1849: William T. Coe to John Dean

This letter was written by William T. Coe (1820-1872, a farmer in Deckertown, Wantage Township, New Jersey. He was married in Mach 1841 to Sarah A. Swarts (1815-1872), the daughter of Jacob and Mary (Drake) Swarts.

William T. Coe was the son of William W. Coe (1792-1869 — a blacksmith and farmer who lived in Wantage, New Jersey. He was married in February 1812 to Margaret Titsworth (1793-1860), the daughter of Henry and Martha Titsworth. It was William W. Coe that wrote the second part of this letter.

The third part of this letter was written by Jane T. Coe (1828-1863), a sister of William T. Coe’s. She never married.

The letter is addressed to John Dean (1788-1877) of Horseheads, Chemung County, New York. John was married to Catherine Titsworth (1791-1873) — apparently a sister of Margaret Titsworth. John and Catherine’s son was Richard Dean (1811-1875) who is mentioned in this letter.

Stampless Letter

Stampless Letter

TRANSCRIPTION
Addressed to Mr. John Dean, Horseheads, Chemung County, New York

December 12th 1849
Deckertown [New Jersey]

Dear Aunt,

I take this opportunity to inform you that we are all well at present and hope that these few lines may find you enjoying the same blessing. And I take this opportunity to inform you that I have hired Richard, your son, for a year — that is, if you will come out here. And if you won’t come out, he intends to come out there. And if you will come out here, I will give you six shillings a week for seven or eight months or I will give you five shillings a week for a year and I want you to come and if you do come and work for me, if you or your son gets sick, we will take care of you. I want you to write as soon as you get this letter for I want to know whether I must look out for other help or not.

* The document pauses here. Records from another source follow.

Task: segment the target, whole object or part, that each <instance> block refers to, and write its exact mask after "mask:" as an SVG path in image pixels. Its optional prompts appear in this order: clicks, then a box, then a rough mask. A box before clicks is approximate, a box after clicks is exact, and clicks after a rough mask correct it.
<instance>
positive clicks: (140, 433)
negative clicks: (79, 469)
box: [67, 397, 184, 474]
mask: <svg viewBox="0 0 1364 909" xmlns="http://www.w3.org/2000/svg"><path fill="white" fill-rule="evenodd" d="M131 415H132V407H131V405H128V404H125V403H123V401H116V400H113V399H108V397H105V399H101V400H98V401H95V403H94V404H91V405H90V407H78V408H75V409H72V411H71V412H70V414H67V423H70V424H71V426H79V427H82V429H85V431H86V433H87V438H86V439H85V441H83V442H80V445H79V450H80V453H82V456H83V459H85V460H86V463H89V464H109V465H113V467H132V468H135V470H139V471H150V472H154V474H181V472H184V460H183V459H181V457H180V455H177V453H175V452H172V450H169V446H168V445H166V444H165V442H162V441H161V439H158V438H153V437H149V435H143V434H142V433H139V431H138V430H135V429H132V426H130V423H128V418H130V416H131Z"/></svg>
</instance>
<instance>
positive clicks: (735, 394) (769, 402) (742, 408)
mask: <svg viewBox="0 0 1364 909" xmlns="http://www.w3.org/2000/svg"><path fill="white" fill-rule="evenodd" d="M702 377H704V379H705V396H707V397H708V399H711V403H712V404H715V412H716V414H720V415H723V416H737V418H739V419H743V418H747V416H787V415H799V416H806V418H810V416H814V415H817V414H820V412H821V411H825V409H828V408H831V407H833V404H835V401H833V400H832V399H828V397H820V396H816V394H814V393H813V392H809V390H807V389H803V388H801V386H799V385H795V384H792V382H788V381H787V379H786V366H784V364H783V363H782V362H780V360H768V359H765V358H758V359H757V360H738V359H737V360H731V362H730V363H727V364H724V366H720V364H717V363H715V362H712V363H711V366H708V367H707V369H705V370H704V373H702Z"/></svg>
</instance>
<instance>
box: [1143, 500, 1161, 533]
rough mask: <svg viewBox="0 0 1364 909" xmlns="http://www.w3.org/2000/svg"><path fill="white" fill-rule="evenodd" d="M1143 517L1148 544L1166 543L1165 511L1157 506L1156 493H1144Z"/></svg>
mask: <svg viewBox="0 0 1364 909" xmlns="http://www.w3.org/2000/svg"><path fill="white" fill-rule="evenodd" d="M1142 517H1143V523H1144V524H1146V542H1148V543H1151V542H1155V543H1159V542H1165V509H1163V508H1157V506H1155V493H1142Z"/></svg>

I remain your affectionate friend, — William T. Coe

[Written in another hand]

Wantage [Township,] Deckertown [New Jersey]
December 12th 1849

Dear Sister,

I take this opportunity to write a few lines to you as Margaret told me that you wanted me to write to you as I would talk to you. I want to do so as near as I can. She told me that you had some mind to buy you a farm of forty-eight acres at forty dollars per acre. In my opinion, you had better not buy as it will amount to nineteen hundred and twenty dollars and then you will have to buy you a team and harness and some cows and wagon and farming utensils and that will amount to between three and four hundred dollars and you will have to buy your grain and other provisions for one year which will leave you about fourteen hundred dollars in debt. And the interest of that sum will be ninety eight dollars a year which I think will be all you can possibly make besides your living. And in case you should be taken sick, either of you would  fail making that amount. I think that if you could content yourself out in Jersey, you would do better there than you can where you are and if you conclude to come, I want you to write an answer back so that we may know what to do. And if you should fetch your beds and things, I want you to write so that we can come prepared to fetch you and your things from Port Jarvis. Write [with] time enough so that we shall be sure to get the letter as I did not get the letter which Richard sent till Monday night. Make your letter at Elmira. So no more at present but remain your friend till death.

— William W. Coe

[Written in another hand]

Dear Aunt & Grandmother,

I suppose you are aware that three have written on this sheet already, yet I feel as if it were necessary that I should write a few lines although I am in such a hurry I do not know as I shall be able to write in any decent manner, for I have company in the room and have sent mother in to entertain them while I write. We did not receive the first letter our folks sent so I felt quite uneasy at times fo fear something had happened but I would put it out of my mind as soon as possible by the thought that God would take care of them there as well as if they were at home. They came home sooner than we expected. I was not at all lonely for I had company most of the time. Mother told me when she returned you had had several deaths in your family this summer. I hope these will prove a blessing to the remaining members of the family, that they will make you think more frequently that life is uncertain but death is certain [and] that it will wean your affections fro this world, as some of your family are already in the spirit land.